In 2006, Slant Magazine ranked the song at number 23 in their list of the "100 Greatest Dance Songs", and, in 2010, ranked it at number 32 in their list of "The 250 Best Singles of the 2000s". In 2009, Pitchfork ranked the song at number 398 in their list of The Top 500 Tracks of the 2000s. Fatboy Slim revealed in 2012 that he had been asked to remix the song upon its release, but turned down the offer owing to his opinion that the song could not be improved.

==Music video==
The music video, made by Michel Gondry, features a continuous shot filmed from the window of a speeding train passing through towns and the countryside. However, the buildings and objects passing by appear exactly in time with the various musical elements of the song, including the beats. The video is based on DV footage Gondry shot while on holiday in France; the train ride between Nîmes and Valence was shot ten different times during the day to get different light gradients. The Pont du Robinet as well as Pierrelatte's station can be seen and the cities of Miramas and Avignon. Gondry had experimented with a different version of the same effect in his video for Daft Punk's "Around the World", where he had represented each element of the music with a dancer.
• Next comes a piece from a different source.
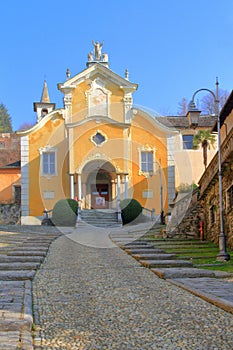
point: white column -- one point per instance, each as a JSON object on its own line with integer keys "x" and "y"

Gondry plotted out the synchronization of the song on graph paper before creating the video, eventually "modelling" the scenery with oranges, forks, tapes, books, glasses and tennis shoes.

==Track listings==

UK and Australian CD single; US 12-inch single
1. "Star Guitar" (edit)
2. "Base 6"
3. "Star Guitar" (Pete Heller's expanded mix)

UK 12-inch single
A. "Star Guitar"
B. "Star Guitar" (Pete Heller's expanded mix)

UK DVD single
1. "Star Guitar" (video)
2. "Star Guitar" (audio)
3. "Star Guitar" (Pete Heller's 303 dub audio)

European CD single
1. "Star Guitar" (edit)
2. "Base 6"

US, Canadian, and Japanese CD single
1. "Star Guitar" (edit)
2. "Star Guitar"
3. "Star Guitar" (Pete Heller's expanded mix)
4. "Star Guitar" (Pete Heller's 303 dub)
5. "Base 6"

==Credits and personnel==
Credits are lifted from the Come with Us album booklet.

Studios
- Recorded at Miloco Studios (South London, England)
- Edited in the Miloco Studios basement
- Mastered at The Exchange (London, England)

Personnel

- The Chemical Brothers – production
  - Tom Rowlands – writing
  - Ed Simons – writing
- Steve Dub – engineering
- Greg Fleming – assistant engineering
- Cheeky Paul – editing
- Mike Marsh – mastering

==Charts==

===Weekly charts===

| Chart (2002) | Peak position |
|---|---|
| Australia (ARIA) | 52 |
| Belgium (Ultratip Bubbling Under Flanders) | 8 |
| Belgium (Ultratip Bubbling Under Wallonia) | 10 |
| Belgium Dance (Ultratop Flanders) | 19 |
| Canada (Nielsen SoundScan) | 3 |
| Europe (Eurochart Hot 100) | 37 |
| Finland (Suomen virallinen lista) | 15 |
| Germany (GfK) | 98 |
| Ireland (IRMA) | 10 |
| Ireland Dance (IRMA) | 1 |
| Italy (FIMI) | 22 |
| Netherlands (Single Top 100) | 76 |
| New Zealand (Recorded Music NZ) | 49 |
| Scottish Singles Sales (Official Charts) | 8 |
| Spain (Promusicae) | 1 |
| Sweden (Sverigetopplistan) | 42 |
| Switzerland (Schweizer Hitparade) | 73 |
| UK Singles (Official Charts) | 8 |
| UK Dance (Official Charts) | 1 |
| US Dance Club Songs (Billboard) | 2 |
| US Dance Singles Sales (Billboard) | 2 |

===Year-end charts===

| Chart (2002) | Position |
|---|---|
| Canada (Nielsen SoundScan) | 76 |
| UK Singles (OCC) | 194 |

==Release history==

Region: Release date; Format(s); Label(s); Catalogue; Ref(s).
United Kingdom: 14 January 2002; CD; Freestyle Dust; Virgin;; CHEMSD14
12-inch vinyl: CHEMST14
DVD: CHEMSDVD14
Australia: CD; CHEMSD14
United States: 15 January 2002; Astralwerks; ASW 38812
Japan: 17 January 2002; Virgin; VJCP-12153
United States: 29 January 2002; 12-inch vinyl; Astralwerks; ASW 38812

== Cover versions ==
Japanese electro musician Shin'ichi Ōsawa released a cover of "Star Guitar" in 2008.